WATCH: Maryam stumbles as stage collapses during Rajanpur visit

Bystanders helped PML-N leader regain balance after the stage collapse while addressing flood-hit victims

News Desk August 31, 2022
Maryam Nawaz topples while addressing flood-hit victims in Rajanpur. SCREENGRAB

In an unprecedented turn of events, the stage PML-N vice-president Maryam Nawaz stood on, collapsed mid-speech, causing the politician to topple over while bystanders helped her regain balance.

Pressing on after her shaky interruption, the PML-N leader continued to address flood victims in Fazilpur area of Punjab's Rajanpur district on Wednesday.

When Maryam was asked if she sustained any injury, she replied, “I’m fine and used to such injuries.”

Taking on Twitter she retweeted a short video clip with the message, saying: “We should all join hands. They need us. Honestly the destruction is huge.”

The PML-N stalwart has been visiting Punjab's different districts and interacting with flood affectees as millions in Pakistan are suffering from rain-induced flooding.

While sharing another tweet, she wrote that despite facing the devastation after the floods a child from Rajanpur has not forgotten his laughter from the heart.

Nawaz Sharif also promised to rebuild homes of the flood hit communities and compensate them against the losses they had suffered in the catastrophic floods triggered by torrential monsoon rains that turned into ferocious hill torrents, hitting Rajanpur and Dera Ghazi Khan districts.

“I am here to promise the PML-N will leave no stone unturned in serving the people. These are testing times that forced the people to settle in relief camps. But they must not worry. The federal government would not only rebuild your homes but also compensate against losses,” she added.

She distributed tents, food items, medicines, blankets, and clothes among the affected people.

Early estimates put the damage from the deadly floods at more than $10 billion, Planning Minister Ahsan Iqbal said on Monday, adding that the world has an obligation to help the South Asian nation cope with the effects of man-made climate change.

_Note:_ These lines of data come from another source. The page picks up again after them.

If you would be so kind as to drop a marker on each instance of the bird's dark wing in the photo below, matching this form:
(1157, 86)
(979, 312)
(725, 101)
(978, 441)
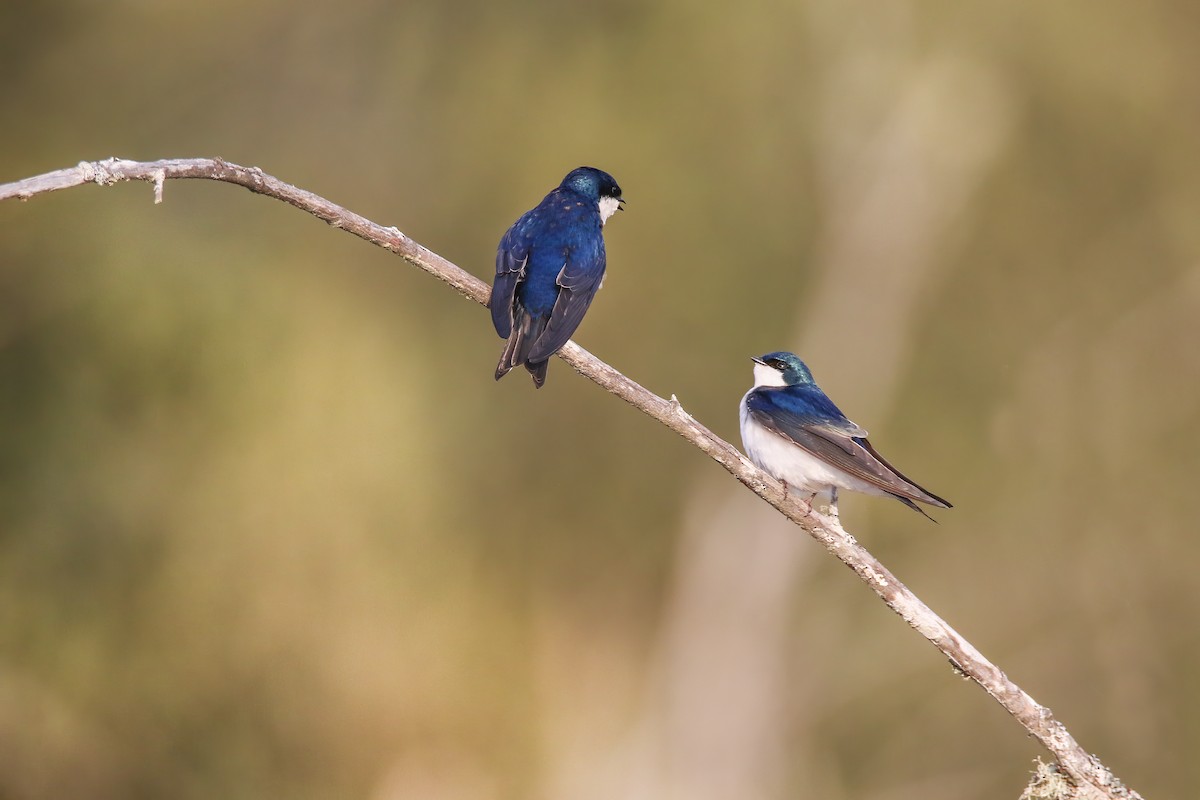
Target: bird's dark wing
(510, 260)
(579, 281)
(838, 441)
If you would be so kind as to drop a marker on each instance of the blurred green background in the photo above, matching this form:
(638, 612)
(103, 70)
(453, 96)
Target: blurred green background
(268, 528)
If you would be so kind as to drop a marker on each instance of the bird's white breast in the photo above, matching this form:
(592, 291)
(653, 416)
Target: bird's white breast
(609, 206)
(790, 462)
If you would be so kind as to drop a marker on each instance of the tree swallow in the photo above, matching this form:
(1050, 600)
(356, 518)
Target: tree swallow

Unprecedented flash floods caused by historic monsoon rains have washed away roads, crops, infrastructure and bridges, killing at least 1,000 people in recent weeks and affecting more than 33 million.

"I think it is going to be huge. So far, (a) very early, preliminary estimate is that it is big, it is higher than $10 billion," Iqbal added.

"So far we have lost 1,000 human lives. There is damage to almost nearly one million houses," Iqbal said at his office. "People have actually lost their complete livelihood."

The minister said it might take five years to rebuild and rehabilitate the nation of 200 million people, while in the near term it will be confronted with acute food shortages.